Уже во время десерта, отставив чашку беспримерно отвратительного кофе, Анна стала рассказывать про Франса. Время от времени она поигрывала вилкой, крутила ее в пальцах так и эдак, словно начинающий иллюзионист. Рассказывая, она не отрывала взгляда от своих рук, хотя порой замолкала и вскидывала голову, дабы по выражению наших лиц удостовериться, понимаем ли мы, о чем она говорит.
– Моему отцу нравилось жить в Галене. Родители еще до войны послали его в Америку – они же были евреями и раньше других поняли, к чему все идет. А его брат Исаак погиб в одном из концентрационных лагерей.
– Дэвид Луис сказал мне, что ваш отец был единственным ребенком в семье.
– Вы говорите по-немецки, мистер Эбби? Нет? Есть немецкое выражение, которое очень подходит к Дэвиду Луису: “Dreck mit zwei augen”. Вы поняли? “Дрянь с глазами”. Некоторые перевели бы это как “дерьмо с глазами”, но я сегодня настроена великодушно. – Она несколько раз провела вилкой по краю стола. До сих пор ее тон был ровным и дружелюбным, но “дерьмо” вмиг положило этому конец. Сквернословие плохо вязалось с тем ее образом, который успел у меня сложиться. Я вспомнил рассказ Луиса – об Анне, ее кошках и злобном шипении.

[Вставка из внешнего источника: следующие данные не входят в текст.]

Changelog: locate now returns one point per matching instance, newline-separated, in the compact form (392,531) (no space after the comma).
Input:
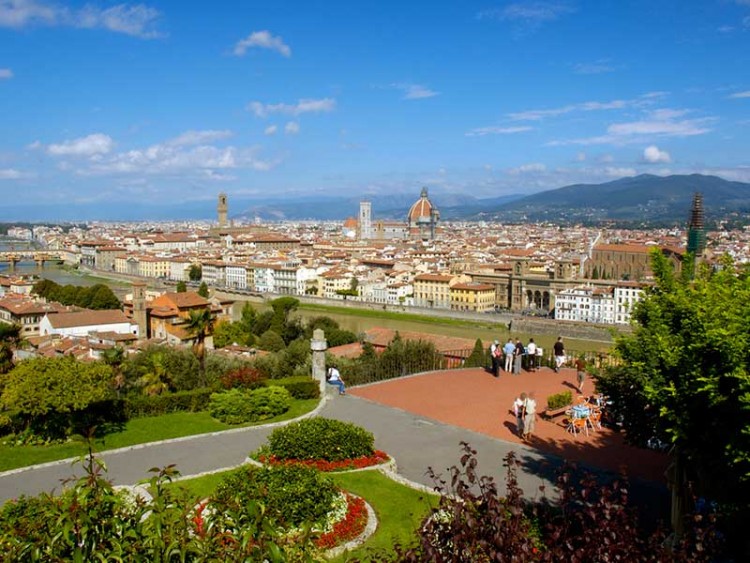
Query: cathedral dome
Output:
(421,210)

Кстати, о кошках. Не вижу что-то я никаких кошек. Мне подумалось, что это будет довольно безобидный вопрос, в самый раз чтобы развеять пропитавший атмосферу дух “дерьма”:
– А кошек вы разве не держите?
– Кошек? Ни в коем случае! Терпеть их не могу.
– А у вашего отца были?
– Нет, он вообще не любил животных. Кроме, конечно, бультерьеров.
– Вот как? Но откуда же он так хорошо их знал – судя по его книгам?
– Хотите еще кофе?
Я так энергично замотал головой, что она чуть не отвалилась. А вот Саксони Анна не предложила еще чаю, и я начинал думать, что она не в восторге от Сакс. В чем тут, интересно, дело – в личной антипатии или просто в том, что они обе женщины? Ревность? Боюсь, что нет. Иногда встречаешь какую-нибудь женщину, и только соприкоснешься с ней руками, как мгновенно чувствуешь неприязнь, или наоборот. Она может быть просто шикарной, и красивой, и обольстительной, но тебе она не нравится, хоть тресни. Если случай именно тот, похоже, мы влипли. Но я решил не думать об этом, пока Анна не позволит нам писать биографию.
Мы встали и направились в соседнюю комнату; Саксони шла первой. Успело стемнеть, только через окна проникал кое-какой свет с улицы и смутно, если не сказать призрачно, оконтуривал манекен, маски и прочие предметы. Анна стояла прямо передо мной с рукой на выключателе, но свет не зажигала.
– Отец любил комнату такой. Я часто натыкалась на него, когда он стоял тут в дверях и рассматривал свою коллекцию в кошачьем свете.
– В кошачьем, значит, свете? “Горе Зеленого Пса”, если не путаю?
– Не путаете. А вы, я смотрю, хорошо подготовились.
Она включила свет, и вещи, казавшиеся призраками ночи, опять, слава богу, стали вещами. Я не люблю: страшных фильмов, страшных историй, кошмаров и вообще ничего черного. Эдгара По я преподаю лишь потому, что так велит начальство, и каждый раз, когда я брался за “Сердце-обличитель”, мне требовалось две недели, чтобы одолеть рассказ. Да, я люблю маски и все необычное и фантастическое, однако наслаждаться почти реальным и бояться действительно страшного – это совсем разные вещи. Не забывайте, пожалуйста, что я трус.
Саксони села на кушетку и скрестила ноги. Нагелина положила лапу рядом и взглянула на Анну, прося разрешения залезть к гостье. Ничего не услышав, она восприняла это как “добро” и забралась на кушетку, медленно, по очереди, переставляя лапы.
– Когда он приехал в Нью-Йорк, то стал работать в похоронном бюро. О, извините – кто-нибудь хочет бренди, или еще чего-нибудь выпить? Немного “Калуа” или “Тиа Марии”* [“Kahlua”, “Tia Maria” – названия ликеров. – Прим. переводчика.]? У меня тут все есть.
Мы замотали головами, и она снова опустилась в кресло:
– Впрочем, все это большой секрет. Очень немногие знают о первом месте работы моего отца.
Я взглянул на Саксони, но она смотрела на Анну. Потом заговорила – впервые после ужина:
– И как долго он работал в том похоронном бюро?
Вопрос был с подвохом, ведь Лученте сам сказал мне, что Франс работал у него девять месяцев.
– Два года. – Она снова принялась вертеть пресс-папье.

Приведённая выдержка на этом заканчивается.